While there are plenty of items parents need in order to make life easier and safer for children, there are also some products designed for kids and babies that can pose a real risk.
CHOICE magazine has released a list of products they believe are a safety hazard and are unnecessary for children’s development.
The consumer advocacy group has listed the top 10 items they believe you shouldn’t have in your home if you have children.
Manufacturers will tell you baby walkers are designed to help young ones begin to walk faster by supporting them on what CHOICE describes as a basic “frame on wheels”.
CHOICE said after a series of studies in the 1980s and 1990s uncovered serious risks to children who used walkers, mandatory safety standards came into effect in 2013, however considering there is no evidence the walkers can help kids walk faster, CHOICE “strongly discourages” the sale and use of baby walkers.
Instead the group suggests toys without wheels such as playpens and play tables.
Baby bath aids
CHOICE magazine believes bath aids that allow a parent or caregiver to have two free hands while bathing children give the illusion of security around water.
“Drowning can occur when the bath seat tips over, the child slips or rolls off, or the child becomes trapped in the seat openings when left unsupervised. It can happen quickly and even if the water is only a few centimetres deep,” CHOICE explains.
The main contributor to drowning is leaving children unsupervised and anything that distracts a person bathing a child, for even a moment, is not worth having.
The small polystyrene beads contained in bean bags are a major choking hazard for babies and young children.
CHOICE warns they are also a suffocation risk.
Any toys or products that contain these beads should not be easy accessible to small hands who can unzip the items and access the beads.
Cot frills, bumpers, pillows or quilts
While a pretty cot coordinated with matching accessories may look good in catalogues, they can pose a suffocation risk to all babies.
To keep your baby as safe as possible SIDS (Sudden Infant Death Syndrome) research indicates the safest cot for a baby is a simple one - made up from a firm mattress, a securely fitted sheet and blanket, and nothing else.
While CHOICE is all for teaching your children how to keep their room tidy, there have been injuries and deaths recorded in Australia from toy box lids falling onto children’s heads or necks.
The group also warn children up to two years old can become trapped inside boxes.
While the safest option is to remove the lid all together, CHOICE also suggests looking for stoppers on the inside of the lid that will leave a gap when closed or choosing a lightweight plastic crate with ventilation holes that is safer than a heavy traditional toy box.
According to the consumer advocacy group, in 2004 17 children in Western Australia alone required hospital treatment after being injured from projectile toys.

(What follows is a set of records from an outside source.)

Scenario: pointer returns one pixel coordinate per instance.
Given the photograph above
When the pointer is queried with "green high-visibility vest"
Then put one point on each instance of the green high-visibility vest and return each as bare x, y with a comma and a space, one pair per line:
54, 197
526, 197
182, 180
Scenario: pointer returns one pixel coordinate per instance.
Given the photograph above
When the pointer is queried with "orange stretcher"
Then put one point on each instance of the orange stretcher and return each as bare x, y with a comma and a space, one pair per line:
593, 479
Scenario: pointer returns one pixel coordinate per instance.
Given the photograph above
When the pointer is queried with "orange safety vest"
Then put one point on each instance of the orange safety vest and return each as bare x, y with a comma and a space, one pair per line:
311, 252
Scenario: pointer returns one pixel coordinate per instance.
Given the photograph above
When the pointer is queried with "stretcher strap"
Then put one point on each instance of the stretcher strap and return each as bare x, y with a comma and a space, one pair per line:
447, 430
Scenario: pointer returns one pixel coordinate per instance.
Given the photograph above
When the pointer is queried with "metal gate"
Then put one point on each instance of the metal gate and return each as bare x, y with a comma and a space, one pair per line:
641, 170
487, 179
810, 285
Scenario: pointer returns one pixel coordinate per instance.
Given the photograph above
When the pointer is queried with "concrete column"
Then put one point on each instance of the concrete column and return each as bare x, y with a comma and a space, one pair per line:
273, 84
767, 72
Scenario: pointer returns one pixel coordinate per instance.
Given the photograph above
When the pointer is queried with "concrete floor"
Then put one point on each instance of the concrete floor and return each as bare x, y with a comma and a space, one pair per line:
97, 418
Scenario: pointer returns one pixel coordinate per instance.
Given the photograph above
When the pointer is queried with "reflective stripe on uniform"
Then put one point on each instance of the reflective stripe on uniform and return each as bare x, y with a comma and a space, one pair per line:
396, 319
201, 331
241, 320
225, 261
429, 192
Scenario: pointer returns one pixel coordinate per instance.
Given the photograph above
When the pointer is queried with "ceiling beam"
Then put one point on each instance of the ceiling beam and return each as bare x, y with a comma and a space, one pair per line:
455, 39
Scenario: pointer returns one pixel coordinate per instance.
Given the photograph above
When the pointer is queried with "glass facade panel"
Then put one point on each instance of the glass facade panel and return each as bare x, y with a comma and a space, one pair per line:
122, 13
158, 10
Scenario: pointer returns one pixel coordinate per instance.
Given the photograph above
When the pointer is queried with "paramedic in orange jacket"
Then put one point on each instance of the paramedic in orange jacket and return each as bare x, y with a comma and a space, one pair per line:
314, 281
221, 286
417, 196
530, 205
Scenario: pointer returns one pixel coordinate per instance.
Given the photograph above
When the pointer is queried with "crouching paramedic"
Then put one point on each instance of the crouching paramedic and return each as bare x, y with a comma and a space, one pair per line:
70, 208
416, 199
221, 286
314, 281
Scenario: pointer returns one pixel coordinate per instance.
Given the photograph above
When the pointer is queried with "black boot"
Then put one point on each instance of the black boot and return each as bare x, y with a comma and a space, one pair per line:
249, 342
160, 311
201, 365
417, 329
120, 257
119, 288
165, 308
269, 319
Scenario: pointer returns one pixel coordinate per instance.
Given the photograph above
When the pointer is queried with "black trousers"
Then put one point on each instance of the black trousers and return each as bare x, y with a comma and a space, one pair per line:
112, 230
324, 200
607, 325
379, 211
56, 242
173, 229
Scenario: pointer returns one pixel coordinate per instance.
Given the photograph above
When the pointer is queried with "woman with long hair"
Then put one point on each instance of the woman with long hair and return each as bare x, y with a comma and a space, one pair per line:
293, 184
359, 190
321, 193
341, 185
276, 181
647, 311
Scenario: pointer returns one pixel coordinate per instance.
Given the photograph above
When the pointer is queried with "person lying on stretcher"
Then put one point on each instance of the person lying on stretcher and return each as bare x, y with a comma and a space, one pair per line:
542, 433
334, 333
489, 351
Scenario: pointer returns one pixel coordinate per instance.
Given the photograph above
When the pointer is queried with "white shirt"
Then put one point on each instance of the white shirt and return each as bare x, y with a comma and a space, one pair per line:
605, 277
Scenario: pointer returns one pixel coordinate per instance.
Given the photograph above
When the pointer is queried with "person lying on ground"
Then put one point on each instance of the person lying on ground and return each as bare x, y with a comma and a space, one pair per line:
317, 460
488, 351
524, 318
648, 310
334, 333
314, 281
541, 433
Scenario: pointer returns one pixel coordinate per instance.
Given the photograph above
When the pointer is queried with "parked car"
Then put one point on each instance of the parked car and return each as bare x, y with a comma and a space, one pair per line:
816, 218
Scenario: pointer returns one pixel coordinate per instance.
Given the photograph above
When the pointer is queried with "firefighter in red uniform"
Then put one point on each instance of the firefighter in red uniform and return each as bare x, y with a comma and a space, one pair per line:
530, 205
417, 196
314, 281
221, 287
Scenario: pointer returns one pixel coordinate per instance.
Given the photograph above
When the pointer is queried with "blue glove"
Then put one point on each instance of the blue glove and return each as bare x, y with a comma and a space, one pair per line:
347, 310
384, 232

CHOICE cautions that particularly those with suction darts in toy guns can be a choking hazard.
These contraptions hang from a door frame or tripod and support a baby that isn’t able to stand yet.

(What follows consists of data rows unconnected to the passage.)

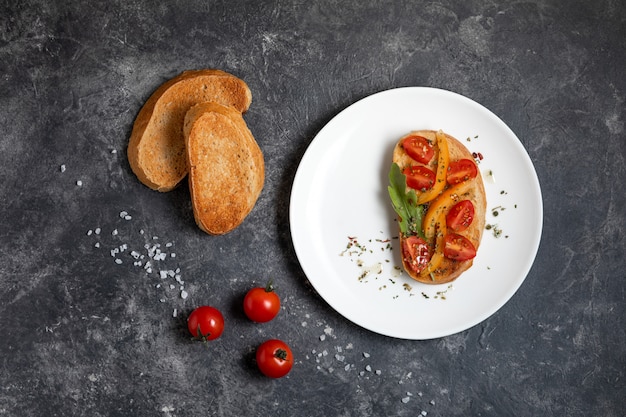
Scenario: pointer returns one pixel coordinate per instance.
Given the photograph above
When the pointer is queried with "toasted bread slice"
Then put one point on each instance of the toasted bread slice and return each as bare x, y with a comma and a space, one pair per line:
226, 167
156, 151
449, 269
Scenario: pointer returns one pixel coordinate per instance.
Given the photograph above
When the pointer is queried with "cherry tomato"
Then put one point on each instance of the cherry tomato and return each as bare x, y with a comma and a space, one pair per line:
461, 170
416, 253
418, 148
205, 323
261, 304
458, 247
274, 358
419, 177
460, 216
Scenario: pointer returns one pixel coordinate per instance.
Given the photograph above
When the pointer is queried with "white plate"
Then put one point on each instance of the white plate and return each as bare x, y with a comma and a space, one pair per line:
340, 191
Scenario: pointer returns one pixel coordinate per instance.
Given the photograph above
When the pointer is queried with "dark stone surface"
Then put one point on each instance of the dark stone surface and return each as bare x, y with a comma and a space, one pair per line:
84, 336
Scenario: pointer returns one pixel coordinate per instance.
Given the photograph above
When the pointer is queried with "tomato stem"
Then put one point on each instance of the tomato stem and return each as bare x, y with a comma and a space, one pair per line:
202, 337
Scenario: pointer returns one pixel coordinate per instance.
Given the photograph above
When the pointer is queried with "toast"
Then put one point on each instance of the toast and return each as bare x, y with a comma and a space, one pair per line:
441, 255
156, 150
226, 167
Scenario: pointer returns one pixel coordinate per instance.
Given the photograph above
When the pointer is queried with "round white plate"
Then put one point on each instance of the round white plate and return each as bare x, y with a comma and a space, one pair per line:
340, 195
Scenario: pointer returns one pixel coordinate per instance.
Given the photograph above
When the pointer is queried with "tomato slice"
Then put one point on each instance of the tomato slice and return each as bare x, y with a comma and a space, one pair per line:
416, 253
460, 216
461, 170
418, 148
419, 177
458, 247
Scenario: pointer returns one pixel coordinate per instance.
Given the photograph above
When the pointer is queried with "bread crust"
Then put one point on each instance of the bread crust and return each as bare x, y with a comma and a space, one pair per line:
156, 149
226, 167
449, 269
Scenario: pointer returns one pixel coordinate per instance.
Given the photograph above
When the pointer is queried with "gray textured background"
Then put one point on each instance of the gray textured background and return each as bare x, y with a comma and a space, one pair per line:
84, 336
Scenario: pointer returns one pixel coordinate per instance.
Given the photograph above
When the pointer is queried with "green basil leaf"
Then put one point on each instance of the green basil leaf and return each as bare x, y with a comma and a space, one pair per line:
405, 203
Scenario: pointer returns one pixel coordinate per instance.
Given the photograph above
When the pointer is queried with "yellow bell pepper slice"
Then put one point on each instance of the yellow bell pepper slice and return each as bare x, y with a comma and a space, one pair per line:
437, 257
438, 208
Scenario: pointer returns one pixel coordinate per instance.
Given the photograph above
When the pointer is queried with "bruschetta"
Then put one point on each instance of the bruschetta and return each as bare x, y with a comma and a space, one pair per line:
438, 194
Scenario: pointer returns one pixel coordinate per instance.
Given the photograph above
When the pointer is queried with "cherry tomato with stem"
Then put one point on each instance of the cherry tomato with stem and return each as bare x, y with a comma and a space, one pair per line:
274, 358
461, 170
458, 247
261, 304
205, 323
416, 253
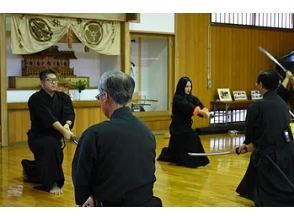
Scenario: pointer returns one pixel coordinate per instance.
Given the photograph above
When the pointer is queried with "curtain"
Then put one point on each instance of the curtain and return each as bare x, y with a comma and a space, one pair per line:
33, 33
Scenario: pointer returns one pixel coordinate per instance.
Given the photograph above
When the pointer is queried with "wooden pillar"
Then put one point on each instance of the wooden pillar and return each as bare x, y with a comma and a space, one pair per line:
3, 84
176, 50
125, 48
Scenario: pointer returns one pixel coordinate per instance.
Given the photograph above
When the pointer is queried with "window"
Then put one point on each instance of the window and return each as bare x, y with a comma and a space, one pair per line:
271, 20
150, 58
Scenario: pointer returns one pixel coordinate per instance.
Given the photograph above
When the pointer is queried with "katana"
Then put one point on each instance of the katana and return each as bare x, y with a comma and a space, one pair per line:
272, 58
73, 139
236, 151
291, 113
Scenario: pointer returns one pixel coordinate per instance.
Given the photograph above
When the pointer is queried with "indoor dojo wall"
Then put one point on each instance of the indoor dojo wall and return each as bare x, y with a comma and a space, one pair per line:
234, 58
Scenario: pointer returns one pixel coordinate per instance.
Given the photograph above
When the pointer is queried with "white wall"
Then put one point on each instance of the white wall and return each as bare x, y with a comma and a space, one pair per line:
155, 22
24, 95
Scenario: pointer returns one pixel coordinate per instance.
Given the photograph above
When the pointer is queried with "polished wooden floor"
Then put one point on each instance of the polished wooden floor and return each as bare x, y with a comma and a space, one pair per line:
212, 186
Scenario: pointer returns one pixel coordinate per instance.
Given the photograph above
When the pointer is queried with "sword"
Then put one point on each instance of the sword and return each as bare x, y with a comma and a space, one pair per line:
73, 139
272, 58
236, 151
291, 113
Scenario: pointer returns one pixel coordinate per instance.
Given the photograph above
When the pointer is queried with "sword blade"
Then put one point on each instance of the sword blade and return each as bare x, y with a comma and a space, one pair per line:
73, 139
272, 58
291, 113
212, 153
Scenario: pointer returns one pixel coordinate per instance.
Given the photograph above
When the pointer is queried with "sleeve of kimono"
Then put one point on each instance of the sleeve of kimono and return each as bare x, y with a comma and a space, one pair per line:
40, 109
188, 107
197, 102
283, 93
251, 119
68, 110
83, 165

And while babies can look adorable and squeal with delight as they bounce up and down, clamps can break causing the baby to fall and other children may cause harm by pushing the baby into a doorway.
Any object small enough to fit into a film canister
The size of a 35mm film canister or the space made by putting your first finger to your thumb is roughly the size of a young child’s airway.
So CHOICE warns if an object can fit through there, it can pose a choking hazard to littles ones who love to explore everything and anything by putting it directly into their mouth.
Think marbles, board game parts, toy darts, loose buttons, batteries and small construction blocks - keep them away from little ones.
If you are considering purchasing a trampoline for your kids CHOICE recommends making sure it follows the Australian Standard, which is currently only voluntary but could save your child from serious injury.
Most injuries happen when children fall off or hit the sides, but there is also a risk for kids who crawl under trampolines and can get hit by others bouncing on top.
And be prepared to keep up with inspections and maintenance to make sure the trampoline remains as safe as possible for your family.
If you are short on space a bunk bed is a great way to create more room but CHOICE cautions there significant injury rates due to falls, or children jumping from the top bunk during play.
The consumer advocacy group thinks you’re better off having a more crowded bedroom and doing away with bunk beds but if you insist on a bunk, it’s recommended guard rails be permanently attached to the top bunk.
And for children under the age of nine, CHOICE doesn’t recommend bunk beds at all.
While CHOICE doesn’t feel these products are dangerous to your children, they do suggest that you may not even need them.
With a recent boom in products tailored to babies and toddlers there are many that CHOICE has found to be simply unnecessary.
For almost every adult product there's a 'baby' or 'child' version sitting next to it on the shelf, often with a higher price tag than the grown-ups' version, CHOICE reports.
CHOICE said feel free to ignore baby specific moisturisers and body wash, shampoos, sunscreen, milk, juice and snacks.